Estamos diante de vários dilemas e guetos a nos separar, onde o mais temível é o vírus que ainda segue ativo. Números do último dia 7 mostram que o Brasil chegou a 21.532.558 de pessoas infectadas e o número de mortes oficias a 599.810. Isso sem contar as pessoas que morrem em casa infectadas e não diagnosticas ou em decorrência do vírus. Estamos falando em 2,8% de mortes das pessoas infectadas. Algo irrisório para o sistema e um descarte necessário do capitalismo contra os “gastos” sociais futuros. O genocida que o diga…

Porém, como tudo na vida, as pessoas, além daquelas que são submetidas diariamente ao vírus para a manutenção de seus trabalhos, já se acostumaram a conviver e também já aboliram as máscaras nas festas e nas ruas, usando-as apenas nos protocolos oficiais. Com isso e com a queda nos números de mortes pela vacinação, as festas de finais de ano e o carnaval estão garantidas para atenderem ao deus mercado e para a movimentação da economia.

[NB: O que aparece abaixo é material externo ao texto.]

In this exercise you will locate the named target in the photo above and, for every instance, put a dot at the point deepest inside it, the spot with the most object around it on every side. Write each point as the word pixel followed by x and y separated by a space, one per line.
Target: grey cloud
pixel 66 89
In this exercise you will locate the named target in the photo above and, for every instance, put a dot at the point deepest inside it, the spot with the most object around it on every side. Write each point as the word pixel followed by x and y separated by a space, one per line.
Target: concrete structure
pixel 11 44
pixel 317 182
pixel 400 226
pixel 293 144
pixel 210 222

Voltando ao mundo virtual e analisando a sociedade de consumo e de grife que vivemos, somos divididos e classificados pelo que temos e possuímos ou não e agora as redes sociais também nos classifica por idade ou pela nossa intelectualidade. O Facebook como uma comunidade de pessoas mais velhas. O Instagram um ambiente para jovens e o Twitter para uma galera mais intelectual. Temos até vergonha de dizer às redes que frequentamos, pois nos veem como bregas, desatualizados ou viramos piadas. Que loucura…!!!

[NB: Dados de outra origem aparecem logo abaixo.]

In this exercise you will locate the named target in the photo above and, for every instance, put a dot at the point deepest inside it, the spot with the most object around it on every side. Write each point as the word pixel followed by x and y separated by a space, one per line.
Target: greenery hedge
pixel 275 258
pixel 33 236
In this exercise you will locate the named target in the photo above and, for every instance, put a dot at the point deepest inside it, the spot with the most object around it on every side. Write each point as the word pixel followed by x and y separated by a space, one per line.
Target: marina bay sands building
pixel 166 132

Há estudos que afirmam que há um sentimento narcisista no comportamento das redes, principalmente pelas pessoas se sentirem amadas, desejadas ou com seus egos inflados, ao receberem dezenas de figurinhas amorosas em resposta as suas mensagens e ao responderem na mesma proporção. Ou seja. O prazer a um clique da imaginação como nunca se havia pensado antes.

Escrevo me incluindo também no contexto, como um alerta contra o vício, como uma forma de protesto quando o problema é comigo e como uma forma de buscar administrar o tempo para que eu não me sinta um viciado virtual. É um assunto complexo que já ocupa muita terapia nos consultórios da vida.

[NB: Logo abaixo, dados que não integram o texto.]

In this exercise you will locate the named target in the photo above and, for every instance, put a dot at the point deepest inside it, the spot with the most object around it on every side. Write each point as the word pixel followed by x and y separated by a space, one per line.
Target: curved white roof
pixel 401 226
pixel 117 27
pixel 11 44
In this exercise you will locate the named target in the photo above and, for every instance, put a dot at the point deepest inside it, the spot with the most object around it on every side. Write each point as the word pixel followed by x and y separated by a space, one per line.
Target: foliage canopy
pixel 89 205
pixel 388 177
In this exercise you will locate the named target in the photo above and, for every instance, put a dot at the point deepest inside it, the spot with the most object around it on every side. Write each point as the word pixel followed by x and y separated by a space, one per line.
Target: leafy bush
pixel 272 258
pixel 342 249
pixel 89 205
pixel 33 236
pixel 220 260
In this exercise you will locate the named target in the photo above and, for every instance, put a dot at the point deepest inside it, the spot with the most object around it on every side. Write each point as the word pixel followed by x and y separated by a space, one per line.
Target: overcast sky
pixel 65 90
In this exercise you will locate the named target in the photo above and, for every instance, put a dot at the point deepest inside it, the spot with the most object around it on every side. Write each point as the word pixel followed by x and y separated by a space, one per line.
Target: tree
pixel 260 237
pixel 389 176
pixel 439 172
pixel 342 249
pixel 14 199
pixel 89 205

O que seremos ou poderemos ser diante desse universo virtual? Imagino que o que sobrar desse mundo Big Bhother, o que as relações de afeto conseguir construir de forma real e o que os corações derem conta por amor à vida e principalmente por amor a quem caminha conosco vida afora. Quem viver verá!

Que sejamos autêntic@s nas nossas escolhas, mas com a preocupação de não fazermos nos momentos essenciais, alguém que nos ama disputar nosso tempo, atenção e carinho com as redes sociais, onde o prazer é apenas nosso.  

*Antonio Lopes Cordeiro (Toni) é Estatístico e Pesquisador em Gestão Social.